Временная экзистенциальная субстанция внешне утрачивается в третьей части цикла. 3десь показан не процесс, а эмблемы времени (возраст героев, даты истории). Уже в первом рассказе «В одной знакомой улице» (но названию стихотворения Я. Полонского) прошлое оставлено прошлому: оно «равно себе», не выходит в настоящее, оно конечно и необратимо. Память воскрешает умершее прошлое. На минуту из «пучины небытия» (Л. Андреев), ушедшего навсегда извлекается эпизод – основа всех рассказов третьей части. Такой характер темпорального сюжета контрастирует со второй частью, где время длилось, превращалось в субстанцию человеческой жизни. Во второй части «время – вещь необычайно длинная…», главный его план – «поток». Третья часть изменяет ракурс: в центре «река по имени факт» – точка в потоке времени, факт, показанный без причинно-следственных перспектив. Человеческая жизнь – цепь случаев.

Если во второй части человек обречен временем, то в третьей части он обречен случаем. И это еще страшнее, ибо случай еще более конечен, чем время. В третьей части цикла нет перспективы – ни времени, ни пространства: случаи человеческой жизни вне-временны. Историческая достоверность в третьей части прописана явственнее, чем во второй (первая мировая война, Государственная Дума, «Нива», «Полярные путешествия» Богданова, эрцгерцог Фердинанд, пароход Добровольского флота «Саратов»); в качестве закулисных эпизодических персонажей появляются имена исторических лиц (Брюсов, Малявин, сестра Чехова Кувшинникова, Шаляпин, Коровин); достоверна встреча с артистами в «Чистом понедельнике»; часто употребляется слово «история» (чаще в значении «случай»); наконец, среди внесценических персонажей есть «собиратели старинных русских икон». Вместе с тем при большей внешней исторической достоверности усиливается ощущение вневременности: случай, факт и сама человеческая жизнь затеряны в мире, он не стоит в цепи причинно-следственных связей. И человек окончательно и бесповоротно потерян в потоке истории.

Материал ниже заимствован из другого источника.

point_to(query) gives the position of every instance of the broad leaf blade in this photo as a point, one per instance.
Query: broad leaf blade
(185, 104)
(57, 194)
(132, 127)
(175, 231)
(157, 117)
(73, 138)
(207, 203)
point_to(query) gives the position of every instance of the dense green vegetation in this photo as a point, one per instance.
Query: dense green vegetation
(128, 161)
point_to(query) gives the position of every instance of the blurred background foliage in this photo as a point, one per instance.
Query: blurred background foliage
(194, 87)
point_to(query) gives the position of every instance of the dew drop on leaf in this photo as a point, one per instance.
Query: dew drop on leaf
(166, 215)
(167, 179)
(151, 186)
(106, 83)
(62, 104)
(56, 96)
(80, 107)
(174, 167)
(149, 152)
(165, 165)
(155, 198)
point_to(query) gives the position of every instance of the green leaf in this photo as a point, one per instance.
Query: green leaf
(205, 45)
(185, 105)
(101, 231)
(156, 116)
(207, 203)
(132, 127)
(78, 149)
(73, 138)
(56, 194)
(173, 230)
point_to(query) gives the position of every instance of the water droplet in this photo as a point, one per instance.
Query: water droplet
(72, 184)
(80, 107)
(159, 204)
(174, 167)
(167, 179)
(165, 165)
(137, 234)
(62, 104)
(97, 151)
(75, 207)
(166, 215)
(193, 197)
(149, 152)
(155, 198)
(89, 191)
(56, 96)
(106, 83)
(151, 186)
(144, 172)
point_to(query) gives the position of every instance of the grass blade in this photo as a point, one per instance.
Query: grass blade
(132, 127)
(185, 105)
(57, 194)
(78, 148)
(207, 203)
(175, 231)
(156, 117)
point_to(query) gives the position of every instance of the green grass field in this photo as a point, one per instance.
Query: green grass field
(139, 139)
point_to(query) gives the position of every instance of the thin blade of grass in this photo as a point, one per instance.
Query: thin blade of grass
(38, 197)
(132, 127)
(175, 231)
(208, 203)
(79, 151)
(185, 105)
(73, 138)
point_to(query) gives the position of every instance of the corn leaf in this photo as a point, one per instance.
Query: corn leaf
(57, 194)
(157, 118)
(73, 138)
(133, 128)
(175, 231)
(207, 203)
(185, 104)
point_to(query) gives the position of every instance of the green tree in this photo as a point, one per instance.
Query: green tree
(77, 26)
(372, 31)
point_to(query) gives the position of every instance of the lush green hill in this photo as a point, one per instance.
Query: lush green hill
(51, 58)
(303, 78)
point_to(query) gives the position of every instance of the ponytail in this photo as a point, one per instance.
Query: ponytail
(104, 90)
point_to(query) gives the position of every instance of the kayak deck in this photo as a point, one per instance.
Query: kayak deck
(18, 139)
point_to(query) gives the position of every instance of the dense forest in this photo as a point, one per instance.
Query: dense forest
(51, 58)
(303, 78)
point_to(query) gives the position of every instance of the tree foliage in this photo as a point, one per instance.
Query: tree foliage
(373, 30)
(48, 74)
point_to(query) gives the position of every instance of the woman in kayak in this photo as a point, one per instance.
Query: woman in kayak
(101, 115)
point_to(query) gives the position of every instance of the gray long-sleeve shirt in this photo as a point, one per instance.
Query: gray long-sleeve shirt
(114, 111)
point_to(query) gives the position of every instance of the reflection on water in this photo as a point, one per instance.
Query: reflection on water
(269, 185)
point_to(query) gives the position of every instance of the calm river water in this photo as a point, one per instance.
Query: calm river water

Во второй части цикла применялось самоцитирование, возвращение к себе прежнему. Через него реконструировался процесс саморазвития. В третьей части преобладает цитирование внешнее (Блок, Фет, Полонский, Козьма Прутков, песни и т. д.), по репертуару источников достаточно случайное. Внешняя цитация подтверждает трансформацию временной концепции писателя: время в третьей части идет не через человеческую душу, а мимо, фоном, за сценой. Тем жестче встает вопрос: как, в каких формах оно вмешивается в человеческую жизнь? Это основной концептуальный вопрос третьей части. Он радикально изменяет всю концепцию и поэтику: усиливается эскизность, эпизодичность зарисовок частной, интимной жизни («В одной знакомой улице», «Кума»); основное пространство заполняют случайности, мимолетные, проходные, несущностные («Речной трактир», «Кума», «Мадрид», «Второй кофейник»); сужаются, материализуются пространство и пейзаж («Дубки», «Месть», «Камарг»); изменяются содержание и характер бунинского абзаца.